# Left Lights Off = very pale fish.



## LaniBaby (Apr 14, 2009)

I shut off my aerogarden last weekend, which normally provides light for my fish at a regular time (along with their tank lights.) I was gone for just under 48 hours and when I returned home, they looked like little ghosts, especially Crumb (the copper marble). Even his eyes, normally very black, turned white. Normal color returned the next morning with light treatment. The second set of photos are of what they normally look like.


----------



## bettagreatagamma (Apr 28, 2009)

Thats a big difference in the Crumb! Such cute little fish!


----------



## aquakid (Jun 22, 2008)

It's Normal


----------



## whitedevil (Apr 24, 2009)

100% normal


----------



## LaniBaby (Apr 14, 2009)

I had heard about it.

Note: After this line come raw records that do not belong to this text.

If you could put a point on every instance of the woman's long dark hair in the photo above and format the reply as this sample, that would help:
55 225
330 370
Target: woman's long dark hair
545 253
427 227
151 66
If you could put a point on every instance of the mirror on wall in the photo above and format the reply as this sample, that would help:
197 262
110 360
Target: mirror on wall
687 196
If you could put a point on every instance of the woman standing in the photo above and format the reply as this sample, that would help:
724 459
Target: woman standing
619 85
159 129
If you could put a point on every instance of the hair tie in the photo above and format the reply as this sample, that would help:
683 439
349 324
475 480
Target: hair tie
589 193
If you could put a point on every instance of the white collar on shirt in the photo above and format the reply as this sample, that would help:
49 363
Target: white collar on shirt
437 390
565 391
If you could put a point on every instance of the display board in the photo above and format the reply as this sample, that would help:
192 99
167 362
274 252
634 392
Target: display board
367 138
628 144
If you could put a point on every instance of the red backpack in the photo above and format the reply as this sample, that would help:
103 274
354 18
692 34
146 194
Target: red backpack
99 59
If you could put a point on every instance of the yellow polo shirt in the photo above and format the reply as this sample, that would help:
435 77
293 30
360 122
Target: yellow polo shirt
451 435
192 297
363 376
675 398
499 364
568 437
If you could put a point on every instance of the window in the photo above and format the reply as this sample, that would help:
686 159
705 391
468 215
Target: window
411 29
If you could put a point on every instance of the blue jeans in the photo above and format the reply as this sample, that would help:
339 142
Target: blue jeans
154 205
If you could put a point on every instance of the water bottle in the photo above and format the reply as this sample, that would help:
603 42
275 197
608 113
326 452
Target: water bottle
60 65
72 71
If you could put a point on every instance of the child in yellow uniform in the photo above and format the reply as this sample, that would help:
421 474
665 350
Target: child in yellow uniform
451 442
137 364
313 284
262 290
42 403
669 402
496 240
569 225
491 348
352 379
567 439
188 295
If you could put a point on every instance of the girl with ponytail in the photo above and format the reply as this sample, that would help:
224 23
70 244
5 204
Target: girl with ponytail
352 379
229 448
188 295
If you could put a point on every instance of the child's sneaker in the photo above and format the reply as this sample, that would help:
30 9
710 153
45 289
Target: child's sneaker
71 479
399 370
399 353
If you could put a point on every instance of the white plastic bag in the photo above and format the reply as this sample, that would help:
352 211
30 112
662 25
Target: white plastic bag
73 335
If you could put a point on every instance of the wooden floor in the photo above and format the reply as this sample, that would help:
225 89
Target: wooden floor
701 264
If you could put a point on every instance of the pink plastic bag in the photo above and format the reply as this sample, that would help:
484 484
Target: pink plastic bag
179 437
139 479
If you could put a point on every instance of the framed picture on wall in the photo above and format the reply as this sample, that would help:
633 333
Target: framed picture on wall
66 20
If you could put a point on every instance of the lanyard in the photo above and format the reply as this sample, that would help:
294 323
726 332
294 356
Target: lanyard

When I picked up Bluey to come home with me, his lights had been out for 2 days and he was green, no black, no flesh tones, just pastel green. It's amazing white light will do for their color intensity!


----------



## Osiris (Apr 29, 2009)

This is quite normal with nearly all fish. They tend to color up quickly though once lights are on and get used to it.


----------



## Guppy Girl (Dec 29, 2008)

Mine does it too.
Only my tetras though.


----------



## Kim (Apr 30, 2008)

Most all fish get a little pale at night, so it's perfectly normal.


----------



## whitedevil (Apr 24, 2009)

Kim said:


> Most all fish get a little pale at night, so it's perfectly normal.


that your betta in the avatar, looks just like my big red.


Yes , i did a test, I shut my light off at 7pm last night and turned it on at 11am this morning, betta was white for the most part, marble angel went grey and the neons lose their color as well.

I do believe the scales just bounce the light spectrums back at you.


----------



## QueenStinger (May 2, 2009)

happens to me too  even my goldfishes do it


----------



## TitoBetta (Jun 2, 2009)

its fine, my fish does that too, but the color comes after the lights are on.


----------